Wątpię żeby ludzie związani z anime maczali w tym palce - po prostu osoba, która zrobiła tę scenkę, jest bardzo dobra w montażu ;) (pewnie tak samo jak autorka "Sacrifice", której również "udało się" nabrać część ludzi, iż powstaje profesjonalna szósta seria anime). Niemniej mogę cię zrozumieć - pamiętam jak kiedyś oglądałam amvki o Seiyi i Usagi i zobaczyłam, że w miarę często pojawia się tam motyw z tym, że oboje próbują do siebie zadzwonić, ale z jakichś powodów im się nie udaje. Anime oglądałam wtedy już dawno, niektóre sceny mi się zamazały w pamięci, więc byłam przekonana, że sceny z Usagi i telefonem faktycznie przedstawiają ją próbującą dodzwonić się do Seiyi. W jakiś czas później obejrzałam odcinek 194, z którego pochodziły, i wtedy się przekonałam, że w nich Usa dzwoni nie do Seiyi, a do Mamoru ;P Poczułam wtedy lekkie zdenerwowanie na twórców tych amvek, że mnie zmylili ^^;
W każdym razie tego typu fanworki mogą dezinformować tych, którzy nigdy nie widzieli serii Stars (gdyż np. mieszkają w Stanach), a znają ją tylko ze słyszenia i właśnie fanworków. Mogą mieć przez nie złe wyobrażenie na temat samej serii i relacji między Seiyą a Usą (chyba kiedyś nawet spotkałam się z komentarzem pod jakimś filmikiem o tej dwójce na YT w stylu "Co to za koleś? Myślałam/em, że Usagi jest z Mamoru!").

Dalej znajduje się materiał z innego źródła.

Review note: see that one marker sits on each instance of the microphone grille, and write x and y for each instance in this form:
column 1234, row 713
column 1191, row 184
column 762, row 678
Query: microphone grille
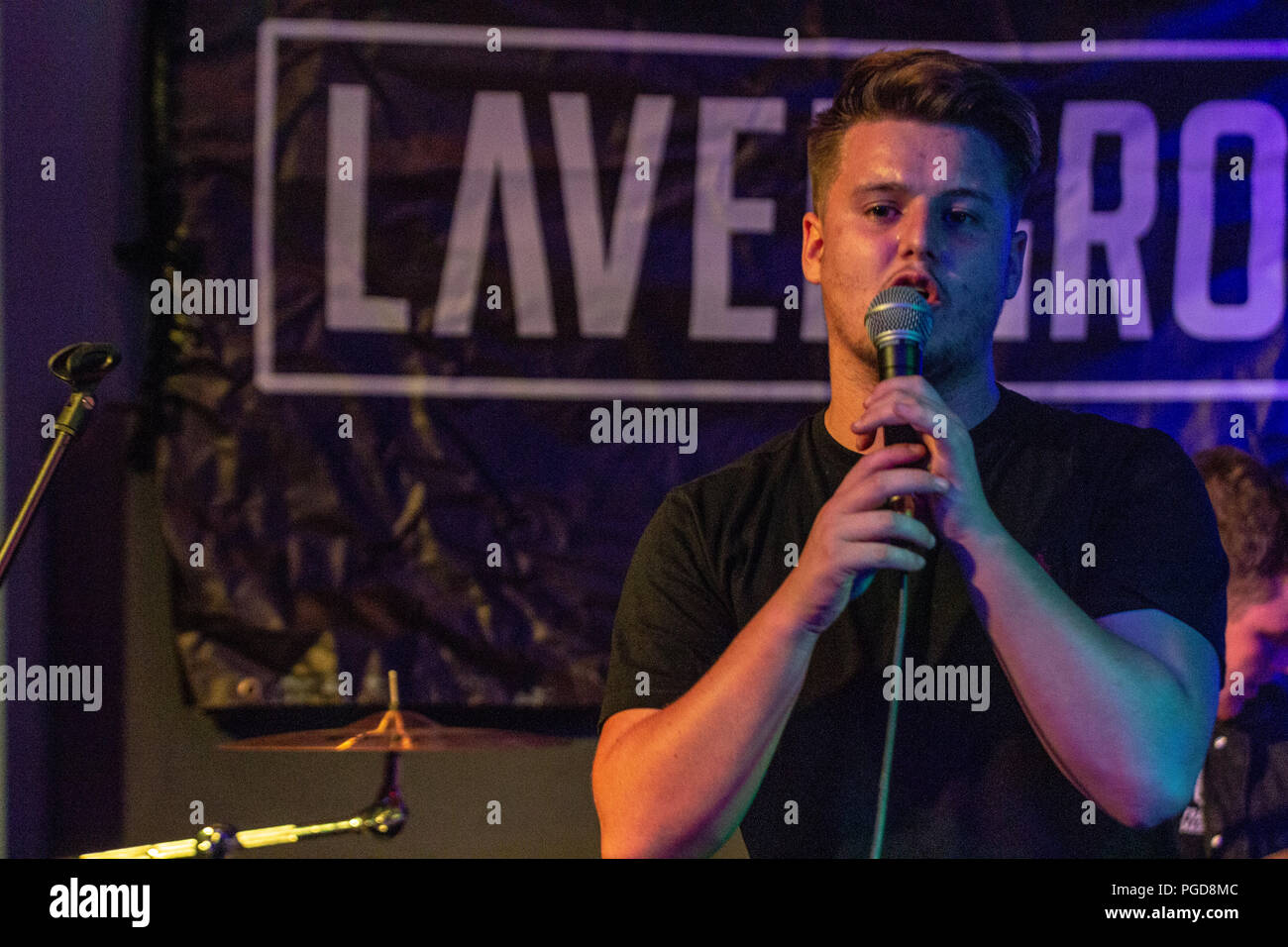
column 900, row 309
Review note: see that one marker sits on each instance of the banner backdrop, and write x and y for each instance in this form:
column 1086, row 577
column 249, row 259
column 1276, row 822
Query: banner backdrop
column 443, row 266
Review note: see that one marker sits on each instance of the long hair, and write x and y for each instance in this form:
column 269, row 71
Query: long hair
column 1250, row 505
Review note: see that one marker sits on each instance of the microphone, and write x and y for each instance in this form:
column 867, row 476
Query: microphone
column 84, row 365
column 898, row 322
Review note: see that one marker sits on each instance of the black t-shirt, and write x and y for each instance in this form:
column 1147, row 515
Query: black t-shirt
column 965, row 783
column 1240, row 797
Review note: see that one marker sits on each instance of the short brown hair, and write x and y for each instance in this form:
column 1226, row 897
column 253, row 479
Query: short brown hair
column 928, row 85
column 1250, row 505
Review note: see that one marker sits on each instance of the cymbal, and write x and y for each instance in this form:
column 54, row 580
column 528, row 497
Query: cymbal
column 395, row 731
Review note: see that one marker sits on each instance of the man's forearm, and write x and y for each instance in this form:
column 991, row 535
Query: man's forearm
column 679, row 781
column 1109, row 712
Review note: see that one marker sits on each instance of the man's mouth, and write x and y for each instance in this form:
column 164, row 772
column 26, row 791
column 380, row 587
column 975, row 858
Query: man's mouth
column 921, row 282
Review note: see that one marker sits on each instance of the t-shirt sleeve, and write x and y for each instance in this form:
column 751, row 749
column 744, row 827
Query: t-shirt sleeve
column 1157, row 543
column 673, row 622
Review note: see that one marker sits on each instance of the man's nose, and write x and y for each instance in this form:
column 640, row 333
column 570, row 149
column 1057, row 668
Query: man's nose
column 917, row 232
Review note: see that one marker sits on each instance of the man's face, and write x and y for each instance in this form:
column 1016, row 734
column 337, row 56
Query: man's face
column 928, row 198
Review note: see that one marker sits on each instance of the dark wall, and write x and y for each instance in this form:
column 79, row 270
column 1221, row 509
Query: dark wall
column 90, row 583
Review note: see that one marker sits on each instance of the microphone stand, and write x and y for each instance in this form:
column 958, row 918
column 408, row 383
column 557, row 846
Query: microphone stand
column 82, row 367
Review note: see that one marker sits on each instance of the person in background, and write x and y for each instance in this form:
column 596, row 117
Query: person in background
column 1240, row 797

W każdym razie IMHO do przekraczania granicy dobrego smaku w przypadku tych filmików jednak "trochę" brakuje (bo nie wiem, jak w takim wypadku nazwać chociażby to, co wyprawia przeze mnie wspominany fandom APH/Hetalii).
Myślę, że w przypadku tego typu domniemań kluczowym słowem jest tu "interpretacja" - ludzie mówią, że oni interpretują daną postawę bohatera w taki, a nie inny sposób, nie rozumiejąc, że interpretacja musi się opierać na mniej lub bardziej solidnych podstawach.
Pamiętam ten odcinek z malarzem - był to chyba jeden z lepszych fillerów w Super S :)
"Jeżeli chodzi jeszcze o paringi z anime to jest dość dużo Mamoru-Setsuna ;) Ale tutaj fani są godziwi i robią według tego, że tylko Setsuna kocha Mamoru"
No właśnie - i nikt nie dobuduje do tego pięter dziwnej ideologii ;)
Tak odcinek 129 ;) ta panika, że Mamorek nie zadzwonił i wydzwanianie do wszystkich by się z tym podzielić. Usagi jest po prostu przezabawna, taki miks zwariowanej nastolatki ;) A potem dzwoni Mamorek i jest w tej rozpiętej koszuli achhh XD
Tak Gładka, to może naprawdę zmylić fanów co sprawia, że jest niebezpieczne ;) Nie wiem tylko czy u nas w Polsce puścili kiedyś serię Stars? Pamiętam tylko, że jak byłam mała to widziałam odcinki tylko do końca z Ali i Ann ;) Na szczęście mamy internet teraz ;)
A ten kolaż z telefonem to masakra. Ci fani zapominają gdzie jest ich miejsce !! Naginają historię jak im się podoba ;)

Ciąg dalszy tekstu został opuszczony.